When you wrap your head around OpenMDAO and its modular structure, some find it tempting to set up a time stepping structure directly inside an OpenMDAO group.
They stamp out n copies of their ODE, and then use some intermediate components to compute state updates.
This is exactly how the code in the unsteady VLM problem is set up, as shown by this N2 diagram:
The nice thing about this structure is that it lets you leverage OpenMDAO's derivatives system to easily compute adjoint total derivatives across the time integration. That is very nice, but it comes at a high cost. You end up with something that is halfway in between the all-times and the time-stepping approaches because you have to keep everything in memory all at once but stuck with a slow sequential computation.
There is a clear need for both approaches, so we'll start by suggesting a structure for your code that will allow you to easily move from one to the other.
You should make a stand-alone ODE component/group that essentially takes the form of y_dot = f(t,x,y) where t is time, x is a set of control/design variables and y is the array of state variables.
This stand-alone group can then be used with Dymos, in a hand coded all-times implementation like OpenConcept, or in a time-stepping approach.
The eVTOL trajectory optimization problem posed for RevHack 2020 was given to us in a waterfall like form. It wasn't a bunch of separate instances chained together in a group, but rather a hand coded euler integration loop inside a component, which used complex-step to compute derivatives across the entire calculation. We have to admit that this solution has some elegance to it, because it was extremely compact code wise and fairly easy to understand. It was not very fast though. Optimizations took between 20 and 50 minutes (depending on which case you ran).

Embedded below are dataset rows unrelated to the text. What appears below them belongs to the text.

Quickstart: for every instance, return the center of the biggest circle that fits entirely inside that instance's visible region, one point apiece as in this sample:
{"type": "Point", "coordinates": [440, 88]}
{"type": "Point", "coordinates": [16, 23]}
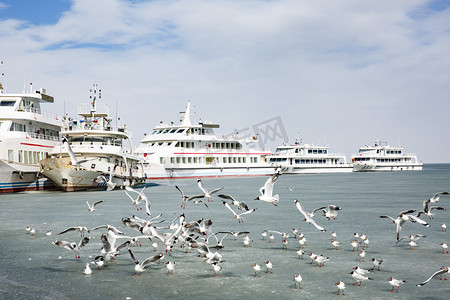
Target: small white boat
{"type": "Point", "coordinates": [95, 154]}
{"type": "Point", "coordinates": [382, 157]}
{"type": "Point", "coordinates": [189, 150]}
{"type": "Point", "coordinates": [308, 159]}
{"type": "Point", "coordinates": [27, 134]}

Our solutions (we tried a few different minor variations) used Dymos to handle the time integration, but retained the use of complex-step for the partial derivatives of the ODE itself. These solutions found the same answer as the original waterfall style solution, but took between 3 minutes and 30 seconds to optimize.

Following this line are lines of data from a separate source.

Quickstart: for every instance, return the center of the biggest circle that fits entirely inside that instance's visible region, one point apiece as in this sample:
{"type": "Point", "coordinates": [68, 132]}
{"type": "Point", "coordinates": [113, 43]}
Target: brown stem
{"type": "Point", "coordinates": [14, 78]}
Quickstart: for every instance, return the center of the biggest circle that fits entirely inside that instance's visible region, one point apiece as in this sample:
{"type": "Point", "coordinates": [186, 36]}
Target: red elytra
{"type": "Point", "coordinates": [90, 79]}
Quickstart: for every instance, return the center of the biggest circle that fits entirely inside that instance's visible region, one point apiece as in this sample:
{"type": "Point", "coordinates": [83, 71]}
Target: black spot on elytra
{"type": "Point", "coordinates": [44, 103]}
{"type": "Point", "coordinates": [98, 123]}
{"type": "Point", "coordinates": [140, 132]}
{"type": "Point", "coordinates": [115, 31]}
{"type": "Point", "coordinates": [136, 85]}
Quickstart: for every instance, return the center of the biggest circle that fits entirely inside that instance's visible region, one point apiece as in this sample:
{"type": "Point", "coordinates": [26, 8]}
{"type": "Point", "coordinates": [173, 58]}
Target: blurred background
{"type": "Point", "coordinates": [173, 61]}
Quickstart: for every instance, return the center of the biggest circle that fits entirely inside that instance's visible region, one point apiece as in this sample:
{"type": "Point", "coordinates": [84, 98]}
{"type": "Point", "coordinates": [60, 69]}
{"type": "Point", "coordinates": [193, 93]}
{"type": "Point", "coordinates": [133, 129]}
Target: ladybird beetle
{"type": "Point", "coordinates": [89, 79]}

This one was really a mixed bag for the dev team.
On the one hand, we don't feel like the approach that Shamsheer took in his original implementation is the right one. He build the Euler for loop into his component which, while simpler and more compact, couples the code for the time integration to the ODE itself. Our objection lies in that coupling, because we feel it prevents you from growing into more efficient integration methods later on.
On the other hand, Shamsheer's original solution worked well, even if it was not the most computationally efficient approach. Compute time is important, especially if you're developing a long term model that will get a lot of repeated use. But time-to-solve is also important, and the compact and direct nature of Shamsheer's solution meant that he got to an answer much faster than he would have had he tried to split up the ODE and the integration.

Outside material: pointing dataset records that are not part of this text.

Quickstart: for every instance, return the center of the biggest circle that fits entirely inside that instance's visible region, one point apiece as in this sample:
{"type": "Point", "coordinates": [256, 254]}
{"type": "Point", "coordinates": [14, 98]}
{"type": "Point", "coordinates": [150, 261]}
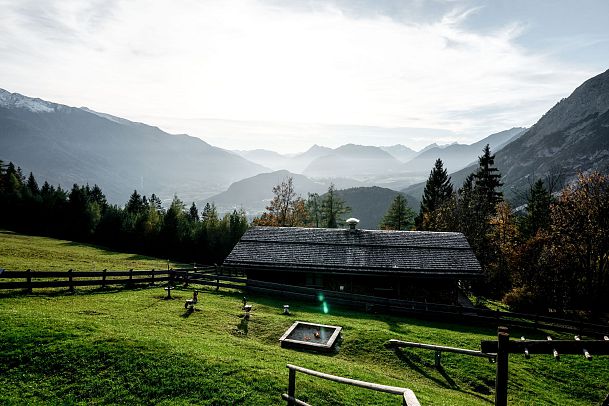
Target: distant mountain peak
{"type": "Point", "coordinates": [19, 101]}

How do we know he got to a solution faster?
We weren't able to implement a time stepping approach that could do what the original problem did.
The analysis itself wasn't the problem (here is an RK4 integrator that does the time integration), but complex-stepping through the time-loop tripped us up.
There is not API accessible from the problem level to allow users complex-step across calls to run_model,
and hence we couldn't set up the optimization.
Before RevHack2020 there was already a POEM proposing that feature, but its not quite ready to be accepted yet.
Once that is ready, we'll add an example to OpenMDAO's docs on how to do this. We'll also add the time-stepping type integration to Dymos as well. So most users will just be able to rely on Dymos, but if we don't have the exact scheme you want or you don't want a dependency on an external library then you can work from the example to create your own.